Drawing: Both Noun and Verb

Al Hassan Issah, Eloquence of the Wind, 2020. Installation view, Roubaix, France. Photo: Julien Pitinome.Alhassan Issah



On Monday 25 September, 6.30-8pm, co-curator Kelly Chorpening, and project artist Al Hassan Issah, will reflect upon drawing as both noun and verb within Drawing in Social Space, a series of projects connecting Fine Art students at Camberwell College of Art, Drawing Room’s local community partners and artists/collectives from outside of the UK.

For Drawing in Social Space, artists have provided ideas and inspiration for participants coming from a broad range of disciplines, interests, ages, ethnicities and nationalities. Projects placed emphasis on collective, iterative processes that encouraged dialogue and resulted in the shared authorship of work. Outcomes have been ephemeral, and some work has even been lost, thereby presenting challenges to how the project overall is presented as an exhibition.

This event will consider the stakes different constituents, such as the gallery, the educational institution, the community group, and the artist, have within projects of this kind. What sort of importance is ascribed to physical outcomes, versus more ephemeral ones? How is shared authorship understood and valued, compared to individual statements? And what can we learn from Drawing in Social Space, in terms of its critical importance to how we create and experience contemporary drawing in future?

Alhassan Issah lives and works in Kumasi, Ghana. He holds an MFA and BFA from the Department of Painting & Sculpture, Kwame Nkrumah University of Science and Technology (KNUST). Issah’s interest lies in the material and object culture in the Zongo communities, especially within Kumasi where he grew up. Seeing the material environment as a source of inspiration and investigation, he explores the language of gates, their patterns, structures, stories and journeys. His practice investigates ideas on theatricality, objecthood, and situations, whilst raising questions on what drawing, painting, sculpture and architecture could mean in our contemporary world.
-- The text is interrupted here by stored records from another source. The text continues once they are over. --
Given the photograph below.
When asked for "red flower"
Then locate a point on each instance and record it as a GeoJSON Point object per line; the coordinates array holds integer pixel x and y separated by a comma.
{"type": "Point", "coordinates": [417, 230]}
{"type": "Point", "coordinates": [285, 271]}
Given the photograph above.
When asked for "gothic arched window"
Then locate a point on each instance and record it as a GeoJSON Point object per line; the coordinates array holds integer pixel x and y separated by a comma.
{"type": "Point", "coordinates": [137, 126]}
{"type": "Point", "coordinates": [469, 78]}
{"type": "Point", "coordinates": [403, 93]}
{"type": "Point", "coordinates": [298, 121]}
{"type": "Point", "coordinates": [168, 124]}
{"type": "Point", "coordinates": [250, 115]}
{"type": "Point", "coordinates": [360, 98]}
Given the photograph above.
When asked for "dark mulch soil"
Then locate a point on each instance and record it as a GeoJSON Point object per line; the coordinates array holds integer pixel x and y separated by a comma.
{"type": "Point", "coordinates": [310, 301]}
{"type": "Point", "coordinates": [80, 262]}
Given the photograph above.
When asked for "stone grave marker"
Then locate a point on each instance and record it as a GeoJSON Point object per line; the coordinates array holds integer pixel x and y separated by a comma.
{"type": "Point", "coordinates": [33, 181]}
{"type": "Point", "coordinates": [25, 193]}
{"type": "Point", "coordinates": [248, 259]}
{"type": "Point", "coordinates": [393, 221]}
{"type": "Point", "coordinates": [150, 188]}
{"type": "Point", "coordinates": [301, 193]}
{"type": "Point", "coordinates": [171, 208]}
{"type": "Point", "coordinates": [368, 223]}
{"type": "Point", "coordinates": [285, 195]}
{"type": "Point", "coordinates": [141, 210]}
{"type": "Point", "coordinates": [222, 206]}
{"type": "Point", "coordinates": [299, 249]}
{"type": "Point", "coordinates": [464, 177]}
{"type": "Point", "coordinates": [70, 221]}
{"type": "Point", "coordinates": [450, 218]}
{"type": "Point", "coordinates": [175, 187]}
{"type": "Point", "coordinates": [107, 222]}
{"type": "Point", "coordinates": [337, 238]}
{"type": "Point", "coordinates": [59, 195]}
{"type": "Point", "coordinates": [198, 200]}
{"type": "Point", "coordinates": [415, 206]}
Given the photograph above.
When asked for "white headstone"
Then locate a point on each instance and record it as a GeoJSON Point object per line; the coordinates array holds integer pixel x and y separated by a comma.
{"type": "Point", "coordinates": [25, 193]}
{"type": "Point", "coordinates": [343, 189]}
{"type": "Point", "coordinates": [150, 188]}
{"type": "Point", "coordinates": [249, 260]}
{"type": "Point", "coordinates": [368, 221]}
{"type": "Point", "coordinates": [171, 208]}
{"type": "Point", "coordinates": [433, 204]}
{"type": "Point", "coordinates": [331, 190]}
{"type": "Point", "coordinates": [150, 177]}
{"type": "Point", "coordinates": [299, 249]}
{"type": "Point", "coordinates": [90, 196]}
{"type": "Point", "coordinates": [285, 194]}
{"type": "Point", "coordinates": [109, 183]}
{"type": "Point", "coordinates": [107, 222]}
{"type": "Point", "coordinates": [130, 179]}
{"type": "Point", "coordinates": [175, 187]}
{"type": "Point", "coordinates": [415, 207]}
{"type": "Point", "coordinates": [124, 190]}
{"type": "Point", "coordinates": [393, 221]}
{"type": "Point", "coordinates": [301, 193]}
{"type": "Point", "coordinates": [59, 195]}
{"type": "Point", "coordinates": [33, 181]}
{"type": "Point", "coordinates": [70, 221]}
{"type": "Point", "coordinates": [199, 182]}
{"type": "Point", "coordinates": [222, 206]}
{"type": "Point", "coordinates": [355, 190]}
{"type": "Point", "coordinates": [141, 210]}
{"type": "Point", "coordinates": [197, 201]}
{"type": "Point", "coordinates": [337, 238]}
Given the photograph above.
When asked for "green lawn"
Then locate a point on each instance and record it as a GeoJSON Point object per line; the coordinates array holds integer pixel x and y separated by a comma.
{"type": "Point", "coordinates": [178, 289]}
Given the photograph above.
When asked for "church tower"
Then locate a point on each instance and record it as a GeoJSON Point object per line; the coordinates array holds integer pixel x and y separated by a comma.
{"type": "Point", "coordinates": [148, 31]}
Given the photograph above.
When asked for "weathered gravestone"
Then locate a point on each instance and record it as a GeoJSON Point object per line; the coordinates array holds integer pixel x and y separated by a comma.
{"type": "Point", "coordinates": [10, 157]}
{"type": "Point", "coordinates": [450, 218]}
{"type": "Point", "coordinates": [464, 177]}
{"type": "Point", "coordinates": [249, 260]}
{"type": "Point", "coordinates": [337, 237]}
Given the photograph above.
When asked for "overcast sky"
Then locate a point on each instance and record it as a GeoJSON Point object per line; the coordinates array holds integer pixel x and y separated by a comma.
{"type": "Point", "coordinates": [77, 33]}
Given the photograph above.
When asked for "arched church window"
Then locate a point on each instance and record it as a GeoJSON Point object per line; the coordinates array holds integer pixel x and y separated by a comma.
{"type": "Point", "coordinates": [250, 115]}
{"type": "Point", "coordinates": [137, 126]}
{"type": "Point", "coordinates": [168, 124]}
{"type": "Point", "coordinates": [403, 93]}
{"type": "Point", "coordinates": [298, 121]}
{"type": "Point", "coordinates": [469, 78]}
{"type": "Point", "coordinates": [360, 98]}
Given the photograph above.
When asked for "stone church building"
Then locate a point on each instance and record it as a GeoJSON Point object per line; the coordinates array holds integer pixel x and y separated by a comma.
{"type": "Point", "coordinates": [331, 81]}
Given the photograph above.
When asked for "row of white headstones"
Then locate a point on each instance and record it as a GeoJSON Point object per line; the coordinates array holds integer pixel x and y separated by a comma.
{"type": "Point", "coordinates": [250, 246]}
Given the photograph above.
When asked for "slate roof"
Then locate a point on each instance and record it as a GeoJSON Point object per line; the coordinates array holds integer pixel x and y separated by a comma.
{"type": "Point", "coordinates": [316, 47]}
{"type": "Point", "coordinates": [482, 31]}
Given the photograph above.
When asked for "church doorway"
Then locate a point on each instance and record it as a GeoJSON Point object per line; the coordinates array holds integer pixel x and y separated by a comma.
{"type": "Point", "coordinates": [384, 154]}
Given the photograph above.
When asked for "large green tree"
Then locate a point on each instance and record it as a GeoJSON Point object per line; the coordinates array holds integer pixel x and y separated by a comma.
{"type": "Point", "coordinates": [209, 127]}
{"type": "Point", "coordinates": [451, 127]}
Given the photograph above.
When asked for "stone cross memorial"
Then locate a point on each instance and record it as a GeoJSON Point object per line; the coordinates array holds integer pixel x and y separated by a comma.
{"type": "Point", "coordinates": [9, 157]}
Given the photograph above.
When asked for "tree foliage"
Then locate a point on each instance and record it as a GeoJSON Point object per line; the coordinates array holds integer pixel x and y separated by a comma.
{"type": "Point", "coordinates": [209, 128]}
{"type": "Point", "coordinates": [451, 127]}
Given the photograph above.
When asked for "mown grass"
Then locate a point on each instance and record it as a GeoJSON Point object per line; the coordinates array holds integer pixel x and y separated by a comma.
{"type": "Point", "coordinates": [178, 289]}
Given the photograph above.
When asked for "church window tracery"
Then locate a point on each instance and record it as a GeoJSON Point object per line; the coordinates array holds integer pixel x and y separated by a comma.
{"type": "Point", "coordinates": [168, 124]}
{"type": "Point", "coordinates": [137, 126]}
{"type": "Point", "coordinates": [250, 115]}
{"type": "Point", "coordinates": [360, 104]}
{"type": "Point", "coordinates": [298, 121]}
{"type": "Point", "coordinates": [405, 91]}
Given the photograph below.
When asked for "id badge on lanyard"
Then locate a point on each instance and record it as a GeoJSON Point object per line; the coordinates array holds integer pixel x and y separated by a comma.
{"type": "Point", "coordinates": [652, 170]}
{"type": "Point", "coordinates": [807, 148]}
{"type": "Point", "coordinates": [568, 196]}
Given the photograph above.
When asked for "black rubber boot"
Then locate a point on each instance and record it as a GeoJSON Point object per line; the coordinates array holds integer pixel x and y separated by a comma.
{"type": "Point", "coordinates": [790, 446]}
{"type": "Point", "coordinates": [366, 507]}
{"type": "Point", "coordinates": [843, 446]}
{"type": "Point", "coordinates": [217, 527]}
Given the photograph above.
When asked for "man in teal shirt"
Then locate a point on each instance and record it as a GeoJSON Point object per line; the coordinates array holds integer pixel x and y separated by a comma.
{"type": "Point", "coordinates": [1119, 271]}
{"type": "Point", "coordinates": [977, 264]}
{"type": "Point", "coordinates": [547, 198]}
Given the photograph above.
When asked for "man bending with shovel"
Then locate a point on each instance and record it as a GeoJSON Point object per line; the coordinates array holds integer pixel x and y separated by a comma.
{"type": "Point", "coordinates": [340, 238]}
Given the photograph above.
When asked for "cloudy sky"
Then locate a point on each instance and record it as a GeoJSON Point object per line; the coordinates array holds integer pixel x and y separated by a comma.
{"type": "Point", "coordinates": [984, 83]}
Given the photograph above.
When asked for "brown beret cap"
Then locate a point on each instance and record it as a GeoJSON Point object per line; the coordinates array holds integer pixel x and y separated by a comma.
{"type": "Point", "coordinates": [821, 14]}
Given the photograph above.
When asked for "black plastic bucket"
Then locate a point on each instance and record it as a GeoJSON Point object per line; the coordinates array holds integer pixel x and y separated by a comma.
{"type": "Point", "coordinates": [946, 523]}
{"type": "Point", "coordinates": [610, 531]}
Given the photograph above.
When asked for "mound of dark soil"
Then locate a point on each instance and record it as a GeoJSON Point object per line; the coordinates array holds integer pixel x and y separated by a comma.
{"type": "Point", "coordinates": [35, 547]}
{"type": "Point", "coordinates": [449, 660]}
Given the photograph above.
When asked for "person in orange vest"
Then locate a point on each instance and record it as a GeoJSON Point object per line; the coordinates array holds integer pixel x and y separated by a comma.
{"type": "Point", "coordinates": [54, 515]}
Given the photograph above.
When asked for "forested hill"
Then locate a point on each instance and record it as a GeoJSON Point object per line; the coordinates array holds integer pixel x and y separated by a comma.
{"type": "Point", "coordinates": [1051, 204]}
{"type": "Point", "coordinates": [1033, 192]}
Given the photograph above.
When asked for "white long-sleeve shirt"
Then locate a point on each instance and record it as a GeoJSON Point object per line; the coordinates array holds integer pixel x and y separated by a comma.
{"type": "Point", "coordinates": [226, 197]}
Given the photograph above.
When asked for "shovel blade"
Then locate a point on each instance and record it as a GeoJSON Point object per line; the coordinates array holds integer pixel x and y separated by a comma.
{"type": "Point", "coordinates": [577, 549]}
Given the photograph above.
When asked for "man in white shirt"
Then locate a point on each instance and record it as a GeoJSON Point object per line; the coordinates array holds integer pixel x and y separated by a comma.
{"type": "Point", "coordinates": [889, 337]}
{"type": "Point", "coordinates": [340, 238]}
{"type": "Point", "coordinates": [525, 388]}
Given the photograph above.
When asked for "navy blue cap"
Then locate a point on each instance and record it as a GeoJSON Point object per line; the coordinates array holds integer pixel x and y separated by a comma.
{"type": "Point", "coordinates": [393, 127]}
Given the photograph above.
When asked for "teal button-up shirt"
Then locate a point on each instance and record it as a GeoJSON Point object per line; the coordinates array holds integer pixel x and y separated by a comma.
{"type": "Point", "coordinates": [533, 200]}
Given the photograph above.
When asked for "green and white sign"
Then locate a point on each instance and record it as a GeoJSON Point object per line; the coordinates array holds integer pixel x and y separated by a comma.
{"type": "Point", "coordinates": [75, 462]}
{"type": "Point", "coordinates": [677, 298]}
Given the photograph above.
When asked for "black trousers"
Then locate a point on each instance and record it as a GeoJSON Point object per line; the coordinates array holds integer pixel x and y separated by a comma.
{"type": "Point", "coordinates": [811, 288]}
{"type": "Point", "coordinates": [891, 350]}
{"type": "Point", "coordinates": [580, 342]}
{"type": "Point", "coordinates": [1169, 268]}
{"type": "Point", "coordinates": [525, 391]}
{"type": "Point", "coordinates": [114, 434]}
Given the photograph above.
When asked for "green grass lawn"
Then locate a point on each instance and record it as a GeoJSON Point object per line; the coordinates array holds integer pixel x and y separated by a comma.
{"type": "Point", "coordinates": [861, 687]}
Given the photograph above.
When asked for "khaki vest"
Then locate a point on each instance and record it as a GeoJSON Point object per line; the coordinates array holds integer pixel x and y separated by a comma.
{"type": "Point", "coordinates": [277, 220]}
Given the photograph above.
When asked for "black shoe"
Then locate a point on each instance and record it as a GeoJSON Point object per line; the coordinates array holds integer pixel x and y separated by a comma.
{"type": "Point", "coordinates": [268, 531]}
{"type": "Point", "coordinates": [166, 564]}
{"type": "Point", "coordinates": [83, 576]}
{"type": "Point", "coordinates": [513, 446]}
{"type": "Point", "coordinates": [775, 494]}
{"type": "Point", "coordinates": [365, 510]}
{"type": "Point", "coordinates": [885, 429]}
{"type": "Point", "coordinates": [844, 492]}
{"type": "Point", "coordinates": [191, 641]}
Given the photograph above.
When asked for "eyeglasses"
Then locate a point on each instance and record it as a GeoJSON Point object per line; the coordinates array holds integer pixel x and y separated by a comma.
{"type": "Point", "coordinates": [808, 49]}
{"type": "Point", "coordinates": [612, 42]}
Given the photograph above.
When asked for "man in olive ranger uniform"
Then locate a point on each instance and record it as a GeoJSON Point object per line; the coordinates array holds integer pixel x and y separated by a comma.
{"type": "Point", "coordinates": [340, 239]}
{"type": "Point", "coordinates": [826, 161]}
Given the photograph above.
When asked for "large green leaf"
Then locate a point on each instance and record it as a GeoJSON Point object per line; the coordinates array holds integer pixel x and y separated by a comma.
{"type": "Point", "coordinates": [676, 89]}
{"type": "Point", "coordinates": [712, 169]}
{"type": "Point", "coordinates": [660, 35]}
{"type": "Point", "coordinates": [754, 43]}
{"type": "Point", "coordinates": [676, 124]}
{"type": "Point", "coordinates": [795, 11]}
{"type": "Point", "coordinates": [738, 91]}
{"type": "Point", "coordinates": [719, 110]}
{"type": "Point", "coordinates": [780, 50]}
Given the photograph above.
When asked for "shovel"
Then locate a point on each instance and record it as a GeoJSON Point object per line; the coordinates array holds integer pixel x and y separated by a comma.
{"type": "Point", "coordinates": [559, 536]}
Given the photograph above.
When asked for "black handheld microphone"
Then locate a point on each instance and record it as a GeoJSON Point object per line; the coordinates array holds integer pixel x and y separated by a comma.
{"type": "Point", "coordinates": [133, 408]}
Kelly Chorpening holds an MFA from Hunter College, City University of New York and BFA from the Cleveland Institute of Art, and works as an artist, curator, writer and educator. The idea for ‘Drawing in Social Space’ came from the experience co-editing A Companion to Contemporary Drawing, a volume of newly commissioned writing on contemporary fine art drawing, published by Wiley Blackwell in 2021. She was Course Leader of BA (Hons) Drawing and then Programme Director in Fine Art at Camberwell College of Arts, University of the Arts London and is now Professor and Chair of Art, Art History and Design at University of Nevada Reno.